The most interesting blurb is from Scot McKnight:
Tom Wright has out-Reformed America's newest religious zealots--the neo-Reformed--by taking them back to Scripture and to its meaning in its historical context. Wright reveals that the neo-Reformed are more committed to tradition than to the sacred text. This irony is palpable on every page of this judicious, hard-hitting, respectful study.So D. A. Carson, Mark Seifrid, John Piper and others are "religious zealots" "more committed to tradition than to the sacred text"? Even if one grants that Carson, Seifrid, Piper, et al are exegetically wrong, I have a hard time seeing how this name-calling and accusation is fair, charitable, or appropriate. The other blurbs, fortunately, are more irenic.
A few more thoughts:
(1) I like Scot too, and appreciate a lot of what he does and is trying to do.
(2) He gets rightly frustrating at lumping diverse folks into one camp and label, especially when that label is "Emergent."
(3) He makes no distinctions whatsoever in this blurb--it's just one group, the "neo-Reformed."
(4) He is right that such a group exists--folks who tend to return to tradition more than Scripture and functionally elevate the former above the latter.
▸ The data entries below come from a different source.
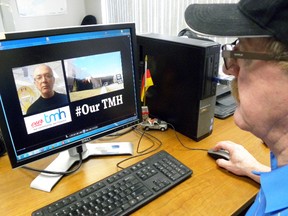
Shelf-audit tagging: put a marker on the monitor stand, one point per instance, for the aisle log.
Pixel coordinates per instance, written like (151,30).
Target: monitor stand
(66,159)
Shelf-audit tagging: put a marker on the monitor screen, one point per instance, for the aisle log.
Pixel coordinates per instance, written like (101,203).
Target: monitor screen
(60,88)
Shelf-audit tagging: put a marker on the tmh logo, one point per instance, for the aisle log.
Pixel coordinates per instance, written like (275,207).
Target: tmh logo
(53,117)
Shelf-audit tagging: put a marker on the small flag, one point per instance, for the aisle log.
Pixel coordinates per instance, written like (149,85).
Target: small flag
(146,83)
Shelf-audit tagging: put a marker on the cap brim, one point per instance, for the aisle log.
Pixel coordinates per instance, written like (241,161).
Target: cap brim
(221,20)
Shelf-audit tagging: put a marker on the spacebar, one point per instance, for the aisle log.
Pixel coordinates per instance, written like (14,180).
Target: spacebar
(115,212)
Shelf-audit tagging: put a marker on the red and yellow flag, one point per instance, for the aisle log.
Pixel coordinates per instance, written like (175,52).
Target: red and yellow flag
(146,83)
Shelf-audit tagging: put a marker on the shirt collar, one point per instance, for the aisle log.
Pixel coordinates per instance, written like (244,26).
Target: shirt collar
(275,186)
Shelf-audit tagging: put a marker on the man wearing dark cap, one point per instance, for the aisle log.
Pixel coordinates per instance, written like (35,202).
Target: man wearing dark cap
(258,60)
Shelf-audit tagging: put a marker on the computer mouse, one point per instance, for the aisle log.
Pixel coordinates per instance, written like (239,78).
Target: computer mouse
(219,154)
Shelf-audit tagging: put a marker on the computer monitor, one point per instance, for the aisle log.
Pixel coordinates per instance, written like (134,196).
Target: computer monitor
(94,74)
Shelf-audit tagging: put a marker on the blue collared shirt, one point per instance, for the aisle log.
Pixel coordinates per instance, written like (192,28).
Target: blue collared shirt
(272,198)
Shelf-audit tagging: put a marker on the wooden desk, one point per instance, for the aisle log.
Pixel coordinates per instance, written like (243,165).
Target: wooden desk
(210,190)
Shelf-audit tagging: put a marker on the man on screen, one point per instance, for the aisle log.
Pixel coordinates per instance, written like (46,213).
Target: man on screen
(49,99)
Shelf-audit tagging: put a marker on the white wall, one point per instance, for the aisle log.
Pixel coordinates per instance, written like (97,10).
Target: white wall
(76,10)
(93,7)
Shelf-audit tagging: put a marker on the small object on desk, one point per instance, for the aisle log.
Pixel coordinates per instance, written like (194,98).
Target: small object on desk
(154,124)
(221,154)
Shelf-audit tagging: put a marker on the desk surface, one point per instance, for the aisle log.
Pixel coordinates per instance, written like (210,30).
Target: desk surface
(210,191)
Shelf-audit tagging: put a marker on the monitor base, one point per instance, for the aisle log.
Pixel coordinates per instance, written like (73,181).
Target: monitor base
(66,159)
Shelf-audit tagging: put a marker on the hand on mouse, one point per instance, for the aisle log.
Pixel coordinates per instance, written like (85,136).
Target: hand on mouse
(241,162)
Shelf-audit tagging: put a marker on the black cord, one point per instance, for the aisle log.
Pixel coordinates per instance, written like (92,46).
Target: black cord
(79,150)
(144,152)
(193,149)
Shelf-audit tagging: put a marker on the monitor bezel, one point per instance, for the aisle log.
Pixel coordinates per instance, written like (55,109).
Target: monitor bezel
(71,30)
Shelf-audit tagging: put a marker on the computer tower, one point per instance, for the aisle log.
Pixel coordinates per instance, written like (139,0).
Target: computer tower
(182,70)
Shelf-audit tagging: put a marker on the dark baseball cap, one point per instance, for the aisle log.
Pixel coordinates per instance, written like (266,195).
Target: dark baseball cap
(247,18)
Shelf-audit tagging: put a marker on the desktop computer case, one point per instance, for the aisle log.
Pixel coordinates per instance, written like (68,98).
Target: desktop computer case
(182,70)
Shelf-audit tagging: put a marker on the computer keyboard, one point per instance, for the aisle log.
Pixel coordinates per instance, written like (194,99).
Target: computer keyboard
(125,191)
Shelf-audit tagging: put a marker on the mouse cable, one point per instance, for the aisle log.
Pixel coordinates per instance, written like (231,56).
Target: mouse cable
(187,147)
(79,150)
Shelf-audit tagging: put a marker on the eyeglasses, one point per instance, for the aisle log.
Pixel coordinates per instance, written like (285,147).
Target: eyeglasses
(39,78)
(229,55)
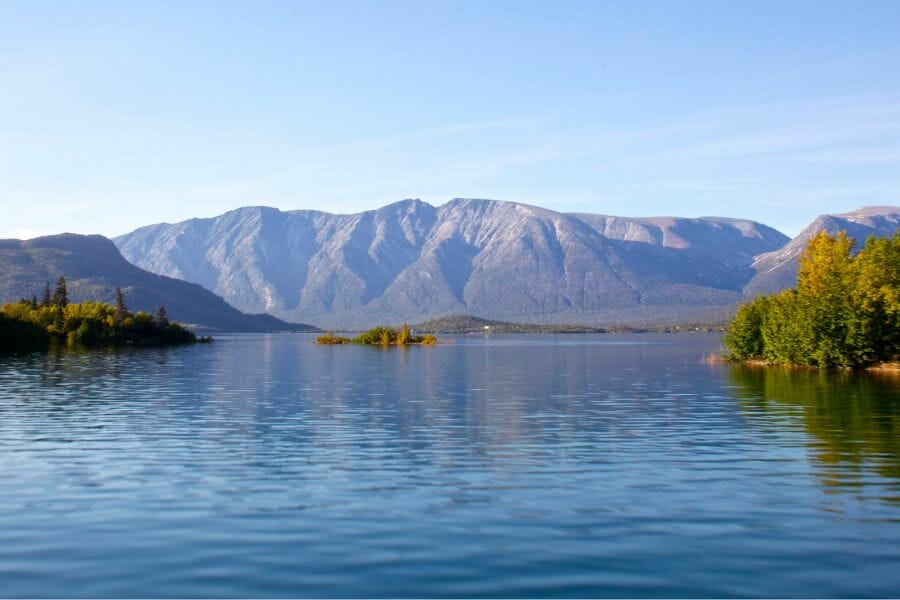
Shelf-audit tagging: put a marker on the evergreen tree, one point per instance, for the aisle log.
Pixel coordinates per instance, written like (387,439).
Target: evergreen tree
(404,337)
(121,309)
(61,295)
(162,317)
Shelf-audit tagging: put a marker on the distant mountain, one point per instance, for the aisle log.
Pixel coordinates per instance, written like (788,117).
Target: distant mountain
(411,261)
(93,268)
(777,270)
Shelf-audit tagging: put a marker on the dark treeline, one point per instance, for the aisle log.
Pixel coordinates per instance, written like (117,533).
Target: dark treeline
(380,336)
(844,312)
(32,324)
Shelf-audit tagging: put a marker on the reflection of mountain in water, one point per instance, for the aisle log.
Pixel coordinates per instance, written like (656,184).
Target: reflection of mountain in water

(5) If he is thinking of certain bloggers rather than people like Carson, Piper, Seifrid, then the blurb doesn't do a good job of conveying his intentions. Wright's book is a response (I presume) to written arguments by specific individuals (the aforementioned). To blurb it by saying that Wright's response reveals something about the "neo-Reformed," the standard rules of discerning authorial intent would suggest he is including said scholars in that category.